A glow-in-the-dark human figure materialized mounted on a llama by the side of a highway outside Central Point. When the eye witness emerged the ghost fled.

A space man was observed pulling a cadaver from the freezing water of Antelope Creek after midnight.

Genghis Khan was observed scaring folks down at Hardy Riffle very late at night.

The martian technician of an extraterrestrial spacecraft was seen walking through a residence in the neighborhood of Central Point.

An enormous quagga has repeatedly been noticed in a phone booth in Central Point using the telephone.

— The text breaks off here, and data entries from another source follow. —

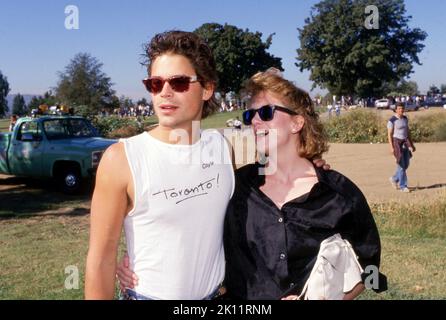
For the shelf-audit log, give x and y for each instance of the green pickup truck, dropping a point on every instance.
(66, 148)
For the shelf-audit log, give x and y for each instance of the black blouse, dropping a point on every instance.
(270, 251)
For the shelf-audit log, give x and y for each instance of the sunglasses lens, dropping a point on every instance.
(266, 113)
(180, 84)
(247, 116)
(154, 85)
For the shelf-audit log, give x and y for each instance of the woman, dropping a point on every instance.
(276, 222)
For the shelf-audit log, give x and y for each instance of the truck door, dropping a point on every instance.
(26, 152)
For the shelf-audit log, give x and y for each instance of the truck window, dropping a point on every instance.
(56, 129)
(67, 129)
(29, 129)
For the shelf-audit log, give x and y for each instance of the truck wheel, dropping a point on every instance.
(70, 181)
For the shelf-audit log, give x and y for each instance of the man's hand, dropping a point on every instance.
(126, 277)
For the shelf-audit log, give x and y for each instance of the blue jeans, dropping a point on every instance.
(400, 175)
(132, 295)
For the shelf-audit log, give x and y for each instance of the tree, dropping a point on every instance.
(238, 54)
(349, 59)
(142, 101)
(126, 102)
(403, 88)
(19, 105)
(433, 90)
(48, 98)
(4, 90)
(84, 83)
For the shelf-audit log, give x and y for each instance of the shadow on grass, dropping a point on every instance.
(22, 198)
(434, 186)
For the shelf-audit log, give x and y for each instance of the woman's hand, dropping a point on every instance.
(126, 277)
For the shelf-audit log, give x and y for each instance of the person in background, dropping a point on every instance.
(401, 146)
(13, 122)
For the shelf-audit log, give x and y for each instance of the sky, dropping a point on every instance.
(35, 45)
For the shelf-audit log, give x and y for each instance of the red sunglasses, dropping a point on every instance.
(177, 83)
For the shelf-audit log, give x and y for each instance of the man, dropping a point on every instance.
(237, 124)
(13, 122)
(170, 199)
(169, 187)
(401, 146)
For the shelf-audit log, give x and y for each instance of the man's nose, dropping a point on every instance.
(166, 90)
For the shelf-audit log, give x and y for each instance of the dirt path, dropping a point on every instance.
(371, 165)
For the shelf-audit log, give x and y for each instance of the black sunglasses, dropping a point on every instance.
(266, 113)
(177, 83)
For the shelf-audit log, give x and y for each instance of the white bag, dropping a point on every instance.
(335, 272)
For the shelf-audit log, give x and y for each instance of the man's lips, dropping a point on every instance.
(167, 108)
(261, 132)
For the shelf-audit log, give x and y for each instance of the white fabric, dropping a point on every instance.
(174, 232)
(335, 272)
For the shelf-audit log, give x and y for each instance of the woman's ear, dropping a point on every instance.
(298, 123)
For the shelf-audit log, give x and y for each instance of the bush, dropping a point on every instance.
(429, 128)
(357, 126)
(111, 126)
(367, 126)
(116, 127)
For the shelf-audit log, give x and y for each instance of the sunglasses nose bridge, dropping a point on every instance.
(166, 88)
(256, 118)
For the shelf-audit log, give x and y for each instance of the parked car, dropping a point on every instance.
(408, 106)
(434, 102)
(66, 148)
(382, 104)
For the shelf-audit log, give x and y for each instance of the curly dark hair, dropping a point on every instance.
(195, 49)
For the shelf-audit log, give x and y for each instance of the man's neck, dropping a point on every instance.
(183, 136)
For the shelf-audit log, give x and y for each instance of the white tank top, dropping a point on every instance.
(174, 232)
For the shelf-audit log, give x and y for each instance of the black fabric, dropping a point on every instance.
(270, 252)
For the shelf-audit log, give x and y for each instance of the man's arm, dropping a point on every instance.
(390, 137)
(109, 207)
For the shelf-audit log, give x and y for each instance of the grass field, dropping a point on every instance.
(37, 249)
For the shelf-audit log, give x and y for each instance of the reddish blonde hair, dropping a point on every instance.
(312, 138)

An martian vacationer from another solar system is often observed howling at the observer to go away in Casey State Park right
by the park headquarters.

More Lies About Central Point On The Next Page >>

Ghost Sightings From Central Point


Submit a lie about Central Point, Oregon:
Your Name:
Write or Paste Input here:

Upload picture:      



Other untruthful towns near Central Point, Oregon:

White City, Oregon, 7 miles away

Medford, Oregon, 7 miles away

Phoenix, Oregon, 9 miles away

Eagle Point, Oregon, 11 miles away

Gold Hill, Oregon, 12 miles away

Talent, Oregon, 12 miles away

Shady Cove, Oregon, 13 miles away

Jacksonville, Oregon, 15 miles away

Rogue River, Oregon, 17 miles away

Trail, Oregon, 18 miles away

      


The latest lies from around the world

All towns and cities in Oregon

Ghost Sightings From Central Point



An American lawyer went hiking with his Czech associates. Unfortunately, they met with a couple of bears, a female and a male. The lawyer was quick and climbed up the tree. His Czech was not lucky. The male bear swallowed him whole. After a while the bears left, the lawyer quickly went into town to get the police. They came back into the woods, found the two bears sitting under a tree. The lawyer told the police ''There that's the one, the male on the right.'' The police then aimed his gun and shot the female. The lawyer was confused, so he shouted ''What the heck are you shooting the female one for?''. The police replied ''''Would YOU believe a lawyer who told you that the Czech was in the Male?'' .
Bigamy and monogamy is the same thing Delbert.
- How's that Arthur?
- One wife too many.
Arthur and Delbert were fishing and they caught a huge fish.
- Wow Arthur, that's a big one, how do we kill it.
- I know Delbert, let's drown it.
Hey Arthur, long time no see. Oh my god, what happened to you, you've lost your hand. How did that happen?
Well Delbert, no biggie really, tiger bit it off.
Oh ok, what are you looking for here on the street anyway Arthur?
Well, Delbert, I'm looking for a second hand store.
The town reverend had called together a special town meeting to expose the wickedness of the local casino.
- Who's the richest man in this town? Well let me tell you, it's the casino owner. Who's got the nicest car? the casino owner. Who's got the biggest house? Again the casino owner! And who's paying for all of this? You people are, by spending your hard earned cash in his casino! You people must all stop gambling at the casino or else you will just get poorer and poorer.
The speech made a great impression on Arthur, the local bookstore owner. The next day he met the reverend in front of his book store.
- Reverend, I want to thank you for opening my eyes and letting me see the true nature of gambling and how it robs good people of their livelyhood.
- Well I'm very glad to hear that, I take it you have given up gambling then?
- Hell no, said Arthur, I'm converting my bookstore into a casino.